Historic towns, old urban quarters, villages and hamlets, as well as historic landscapes make up a significant part of Europe’s identity: Natural heritage sites cover roughly 18% of the European land territory (The European Commission, 2018) and on average 22% of the European housing stock was constructed before 1946 (Nicol et al, 2016). These historic areas are deeply embedded in larger urban and rural environments, serving a role in preserving local identity and personality as well as local knowledge.
However, while negative impacts of climate-related and other hazards on contemporary urban areas are widely adressed in literature and research, their impacts on historic areas and their communities, have not yet been studied extensively. Climate change adaptation and disaster risk reduction also seldom register as a priority areas for heritage management.

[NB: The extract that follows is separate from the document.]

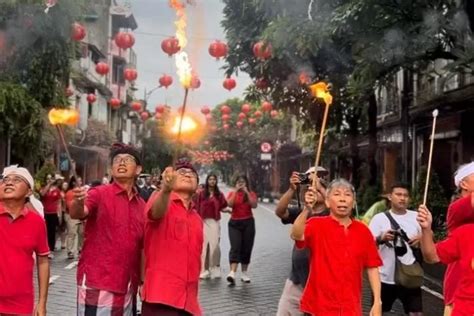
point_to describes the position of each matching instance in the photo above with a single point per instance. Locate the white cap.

Increasing the resilience of historic areas, with their unique structure, therefore calls for advanced decision support solutions that combine disaster risk management, climate change adaptation, and heritage management. These tools must enable municipal staff, practitioners and decision-makers to address both the chronic stresses posed by climate change as well as the shocks and existing risks posed by other disasters in collaboration with the local communities. However, to date, typical decision support solutions to increase resilience still consider disaster risk management and climate change adaptation in isolation. In addition, these solutions need to take the unique physical, environmental, economic, social, cultural, and political aspects of historic areas, as well as the enabling conditions these areas provide for taking action into account.
However, tools and methods alone are not enough. They need to be supported by a stronger promotion of relevant public policies and participatory governance processes, which include residents from local communities and a general public. The awareness of climate change impacts on historic areas needs to be increased, resilience building strategies need to be included in heritage management policies and practices, while at the same time the role heritage can play for climate change adaptation and disaster risk reduction within the wider urban context has to be emphasized.
The EU Horizon 2020 research project ARCH took a step in this direction. It provided a resilience framework and a suite of tools for assessing and improving the resilience of historic areas. These solutions were applied in four city cases and distributed via a Mutual Learning Framework to 12 additional European cities and towns. Via this co-development and co-application, ARCH had significant impact on local resilience management of historic areas, breaking silos, and advancing integration between diciplines.
Finally, using the learnings from applying these solutions, ARCH made recommendations to decision-makers, practitioners, policy-makers, and researchers on how to make use of the opportunities provided by historic areas and how to adress still existing open challanges to increase their resilience.